Eine neue Rechts-und Gesellschaftsordnung
Ist das Leben relativiert, öffnet dies die Büchse der Pandora, die Tore zu vermeintlichen „Freiheiten“. Und welche „Freiheiten“ sind dies? Puppinck sagt es deutlich: „(…) dazu zählt die Freiheit der Wissenschaft, die zur Kontrolle über die Fortpflanzung und das Leben führt, aber auch sexuelle Freiheit, die durch die Empfängnisverhütung gefördert, aber erst durch die Abtreibung garantiert wird. Ohne Abtreibung sind weder die wissenschaftliche noch die sexuelle Freiheit unbeschränkt.“
Vor diesem Hintergrund erhält die Debatte um Abtreibungs- und Lebensschutzfragen eine völlig neue Dimension. Diese massiven Umwälzungen zeigen deutlich die Züge einer Kulturrevolution, in deren Zentrum die Legalisierung der Abtreibung eine entscheidende Rolle auf dem Weg zu einer neuen Rechts- und Gesellschaftsordnung spielt.

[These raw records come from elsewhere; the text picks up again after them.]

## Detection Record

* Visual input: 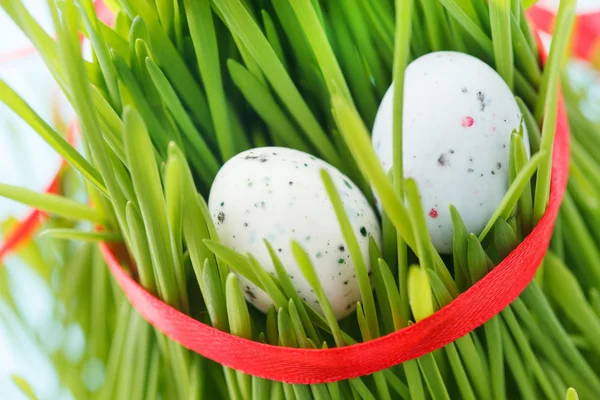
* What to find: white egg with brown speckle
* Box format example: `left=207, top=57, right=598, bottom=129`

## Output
left=372, top=51, right=529, bottom=253
left=208, top=147, right=381, bottom=319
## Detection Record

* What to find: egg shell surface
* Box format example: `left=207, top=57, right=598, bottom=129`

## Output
left=372, top=51, right=529, bottom=253
left=208, top=147, right=381, bottom=320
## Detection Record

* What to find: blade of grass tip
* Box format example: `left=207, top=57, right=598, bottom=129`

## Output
left=330, top=96, right=416, bottom=252
left=291, top=241, right=344, bottom=346
left=229, top=27, right=268, bottom=86
left=450, top=205, right=471, bottom=290
left=265, top=240, right=321, bottom=344
left=113, top=55, right=171, bottom=158
left=278, top=308, right=312, bottom=400
left=321, top=169, right=379, bottom=338
left=467, top=233, right=489, bottom=283
left=114, top=10, right=132, bottom=39
left=566, top=388, right=579, bottom=400
left=213, top=0, right=341, bottom=167
left=39, top=228, right=122, bottom=242
left=499, top=320, right=537, bottom=399
left=368, top=240, right=394, bottom=334
left=247, top=254, right=288, bottom=308
left=124, top=107, right=179, bottom=308
left=378, top=259, right=405, bottom=330
left=287, top=299, right=309, bottom=349
left=544, top=252, right=600, bottom=356
left=227, top=59, right=311, bottom=153
left=404, top=180, right=434, bottom=271
left=510, top=13, right=541, bottom=88
left=196, top=195, right=230, bottom=288
left=512, top=131, right=534, bottom=234
left=501, top=306, right=556, bottom=399
left=204, top=240, right=263, bottom=289
left=0, top=183, right=105, bottom=224
left=515, top=97, right=541, bottom=154
left=408, top=265, right=434, bottom=323
left=520, top=283, right=600, bottom=393
left=11, top=376, right=37, bottom=400
left=78, top=0, right=121, bottom=111
left=184, top=0, right=236, bottom=161
left=266, top=306, right=279, bottom=346
left=126, top=201, right=158, bottom=294
left=225, top=273, right=252, bottom=400
left=165, top=144, right=189, bottom=312
left=0, top=80, right=107, bottom=196
left=356, top=303, right=370, bottom=341
left=124, top=3, right=214, bottom=134
left=534, top=0, right=576, bottom=123
left=478, top=151, right=545, bottom=241
left=182, top=196, right=216, bottom=288
left=91, top=87, right=126, bottom=162
left=493, top=217, right=518, bottom=259
left=489, top=0, right=514, bottom=90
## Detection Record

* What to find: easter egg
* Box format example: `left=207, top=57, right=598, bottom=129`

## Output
left=208, top=147, right=381, bottom=319
left=372, top=51, right=529, bottom=253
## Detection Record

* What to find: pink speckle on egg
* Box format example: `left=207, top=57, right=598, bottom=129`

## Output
left=429, top=208, right=439, bottom=219
left=492, top=127, right=497, bottom=132
left=462, top=116, right=474, bottom=127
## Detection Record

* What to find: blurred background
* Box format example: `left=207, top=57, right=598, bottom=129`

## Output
left=0, top=0, right=599, bottom=398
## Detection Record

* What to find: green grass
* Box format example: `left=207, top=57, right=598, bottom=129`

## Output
left=0, top=0, right=595, bottom=399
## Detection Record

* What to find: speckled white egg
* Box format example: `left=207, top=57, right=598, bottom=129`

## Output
left=208, top=147, right=381, bottom=319
left=372, top=51, right=529, bottom=253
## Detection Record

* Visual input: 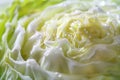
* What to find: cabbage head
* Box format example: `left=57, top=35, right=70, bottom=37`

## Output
left=0, top=0, right=120, bottom=80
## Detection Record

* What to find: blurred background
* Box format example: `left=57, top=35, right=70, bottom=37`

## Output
left=0, top=0, right=13, bottom=14
left=0, top=0, right=13, bottom=5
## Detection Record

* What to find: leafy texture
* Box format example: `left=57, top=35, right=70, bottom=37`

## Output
left=0, top=0, right=120, bottom=80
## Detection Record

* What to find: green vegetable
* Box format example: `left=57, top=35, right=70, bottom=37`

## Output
left=0, top=0, right=120, bottom=80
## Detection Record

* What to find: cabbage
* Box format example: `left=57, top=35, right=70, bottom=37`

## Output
left=0, top=0, right=120, bottom=80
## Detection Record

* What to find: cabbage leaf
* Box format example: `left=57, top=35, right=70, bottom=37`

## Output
left=0, top=0, right=120, bottom=80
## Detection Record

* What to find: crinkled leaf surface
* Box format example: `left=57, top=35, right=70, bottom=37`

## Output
left=0, top=0, right=120, bottom=80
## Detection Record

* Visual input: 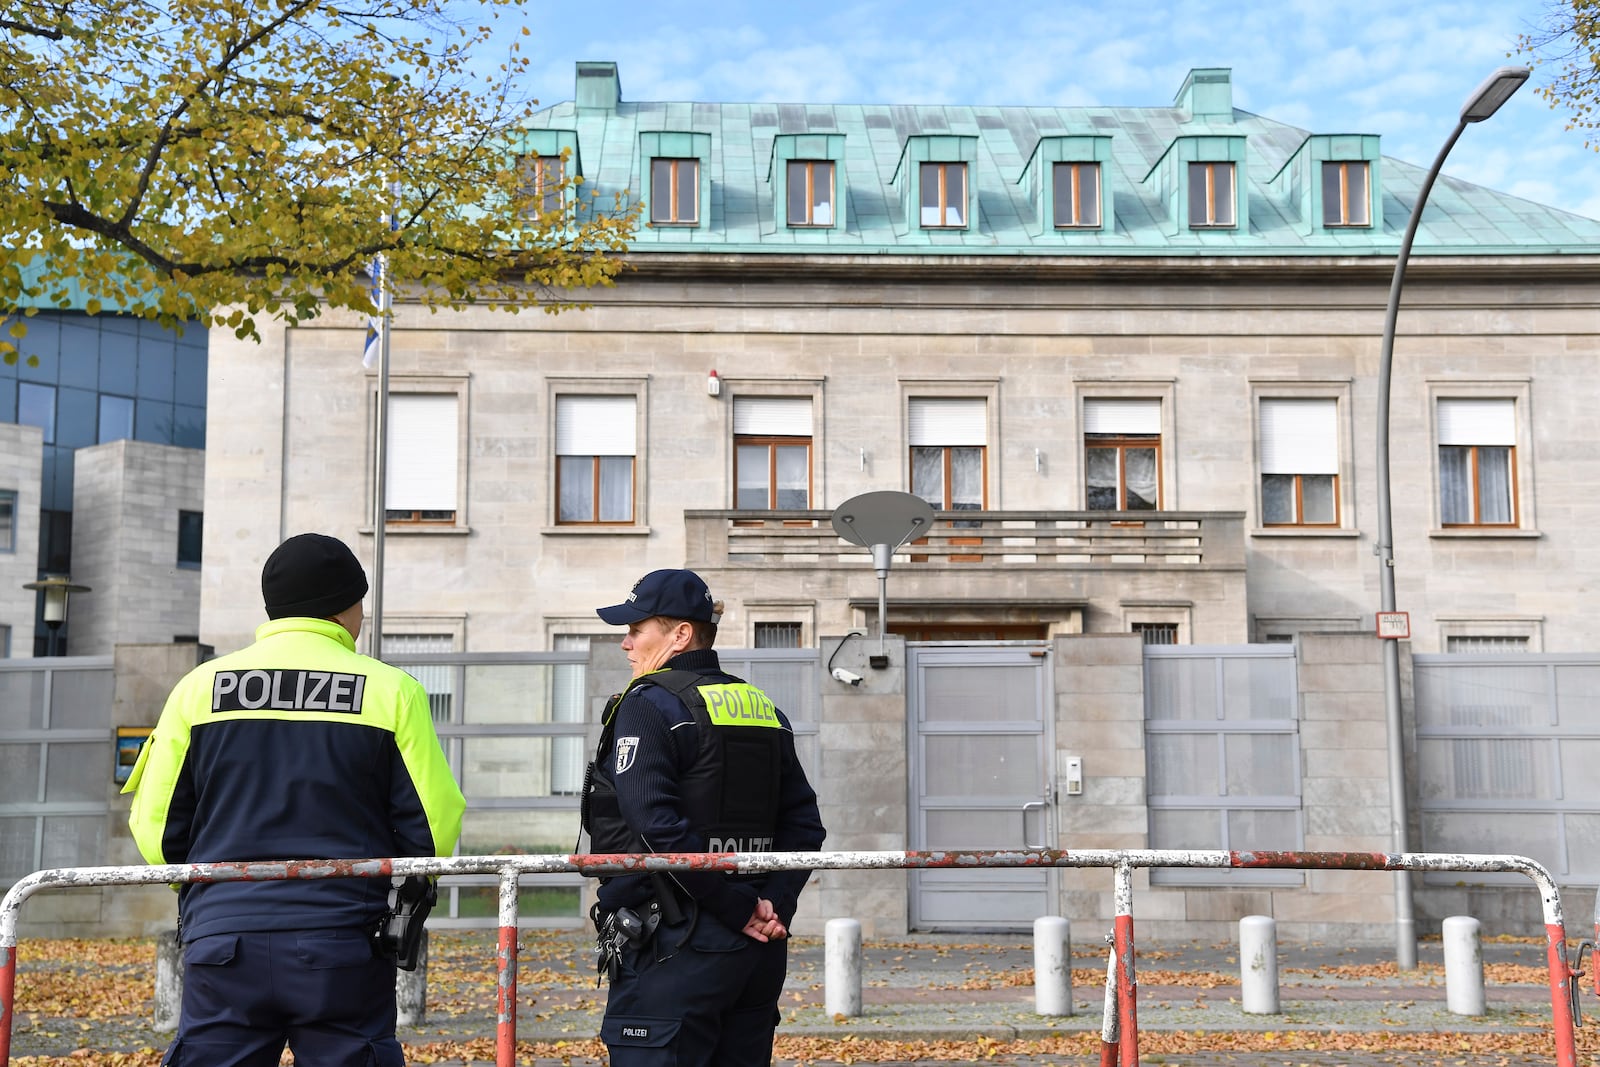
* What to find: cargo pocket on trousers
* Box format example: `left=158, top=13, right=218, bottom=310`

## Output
left=295, top=930, right=376, bottom=969
left=600, top=1015, right=681, bottom=1065
left=182, top=934, right=240, bottom=968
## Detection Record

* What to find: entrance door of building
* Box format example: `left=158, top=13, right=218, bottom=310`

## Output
left=907, top=644, right=1053, bottom=930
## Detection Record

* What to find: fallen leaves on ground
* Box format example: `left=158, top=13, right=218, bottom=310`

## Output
left=6, top=931, right=1584, bottom=1067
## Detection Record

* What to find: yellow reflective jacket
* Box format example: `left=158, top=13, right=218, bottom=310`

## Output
left=123, top=617, right=465, bottom=941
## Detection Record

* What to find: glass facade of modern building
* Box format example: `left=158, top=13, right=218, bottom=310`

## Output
left=1, top=311, right=207, bottom=653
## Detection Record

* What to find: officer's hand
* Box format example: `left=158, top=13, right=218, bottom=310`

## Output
left=742, top=898, right=787, bottom=942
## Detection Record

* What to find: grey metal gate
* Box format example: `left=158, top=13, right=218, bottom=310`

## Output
left=907, top=643, right=1053, bottom=930
left=0, top=657, right=115, bottom=887
left=1414, top=652, right=1600, bottom=886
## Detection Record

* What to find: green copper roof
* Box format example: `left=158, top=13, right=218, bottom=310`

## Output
left=525, top=63, right=1600, bottom=257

Dass diese Entwicklung auch die Schweiz massiv verändert, zeigt Zukunft CH in der neuen Broschüre „Die Schweiz
im Umbruch“, welche anlässlich des 175-Jahr-Jubiläums der Schweizer Bundesverfassung erschien. Bestellen Sie jetzt die neue Fachbroschüre bei Zukunft CH unter info@zukunft-ch.ch oder Tel. 052 268 65 00.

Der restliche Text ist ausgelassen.